From what I can find, reinforcement algorithms work on a grid or 2-dimensional environment.
A lot of teaching materials use a "grid world" presentation to demonstrate basic reinforcement learning (RL). However, the underlying Markov Decision Process (MDP) theory works on an arbitrary graph of connected states. This graph could be based on subdividing a metric space of any dimensions into a grid of the same dimensions (and using tiles of any shape that worked in that dimension). However, it is not limited to that, the state space does not need to be a metric that represents distances or physical properties.
In practice, the set of states can be arbitrary objects, connected via state transitions in any consistent way. Provided the transition probability function $p(s'|s,a)$ is consistent, the environment could be used in a RL problem.
A very common state description is that the state is a vector of numbers that capture all the variables relevant to the problem. The environment can then be measurements taken in the real world of those variables, or the same quantities provided by a simulation. That state vector can be of any size, and have arbitrary constraints on individual components. This is no different from numerical representations of other machine learning problems, such as the inputs allowed to a neural network.
The environment would be a lighthouse beam, the state would be the brightness seen at the sensor for a given orientation, and the agent would be the approximate brightness/orientation?

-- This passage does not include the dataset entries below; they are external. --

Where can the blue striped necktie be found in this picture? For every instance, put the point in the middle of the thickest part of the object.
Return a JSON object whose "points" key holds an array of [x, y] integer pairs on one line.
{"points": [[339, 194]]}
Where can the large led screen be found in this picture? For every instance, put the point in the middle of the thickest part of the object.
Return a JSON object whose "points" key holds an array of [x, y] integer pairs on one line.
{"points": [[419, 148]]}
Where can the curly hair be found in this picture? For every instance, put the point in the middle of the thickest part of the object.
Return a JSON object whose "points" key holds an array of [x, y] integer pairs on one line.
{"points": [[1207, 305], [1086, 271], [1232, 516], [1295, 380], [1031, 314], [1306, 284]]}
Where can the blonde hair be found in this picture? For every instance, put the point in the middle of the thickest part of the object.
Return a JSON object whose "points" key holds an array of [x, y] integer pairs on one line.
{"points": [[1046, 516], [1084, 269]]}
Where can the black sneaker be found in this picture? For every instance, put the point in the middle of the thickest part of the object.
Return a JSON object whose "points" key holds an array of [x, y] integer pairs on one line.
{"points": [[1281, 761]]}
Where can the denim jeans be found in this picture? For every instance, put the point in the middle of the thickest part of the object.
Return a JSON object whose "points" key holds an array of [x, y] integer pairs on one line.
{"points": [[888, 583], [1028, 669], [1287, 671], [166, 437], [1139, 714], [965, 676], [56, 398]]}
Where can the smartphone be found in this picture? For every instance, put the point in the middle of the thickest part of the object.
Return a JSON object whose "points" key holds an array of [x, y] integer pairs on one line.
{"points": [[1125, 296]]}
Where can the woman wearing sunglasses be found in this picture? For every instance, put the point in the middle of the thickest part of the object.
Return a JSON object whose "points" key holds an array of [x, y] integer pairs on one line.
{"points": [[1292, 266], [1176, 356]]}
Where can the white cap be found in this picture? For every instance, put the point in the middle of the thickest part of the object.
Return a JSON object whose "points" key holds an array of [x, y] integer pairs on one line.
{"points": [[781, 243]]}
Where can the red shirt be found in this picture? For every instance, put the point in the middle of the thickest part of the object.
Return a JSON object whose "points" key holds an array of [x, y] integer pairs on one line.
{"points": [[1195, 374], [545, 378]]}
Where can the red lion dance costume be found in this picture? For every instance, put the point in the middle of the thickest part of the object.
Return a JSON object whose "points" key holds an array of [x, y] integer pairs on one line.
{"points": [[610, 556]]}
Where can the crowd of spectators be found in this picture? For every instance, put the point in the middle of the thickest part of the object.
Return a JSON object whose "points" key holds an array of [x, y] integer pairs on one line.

Something not quite right about the description there. There does not seem to be any action that the agent takes.
What would the reward be?
It would be whatever measure of reaching a goal or maintaining a "good" result that is appropriate for the problem. You do not give any information about the goal in your description.
If your goal is to light up a moving sensor with the highest brightness, then the brightness measured at the sensor, transformed into suitable units, would seem to be a good candidate for a reward function (you would also need the state to give information about the target - where it had been seen last for instance). Assuming the problem is continuous, you would also need a discount factor.
What reinforcement learning algorithm would I use to approximate the lighthouse orientation given sensor brightnesses?
Generally RL algorithms estimate rewards, or generate policies. If the lighthouse orientation is the action you wanted to take, then pretty much all RL algorithms can do one or the other to allow you to do this. The differences are in things like complexity or speed of the algorithm, what approximations you are willing to take etc.
You don't give enough information about the problem to even nearly suggest a "best" algorithm. Before you start, you will need to determine a more thorough description of state, action and rewards, that will define the problem. Once you have a more formal description of the problem, that may suggest which algorithms would be good starting points.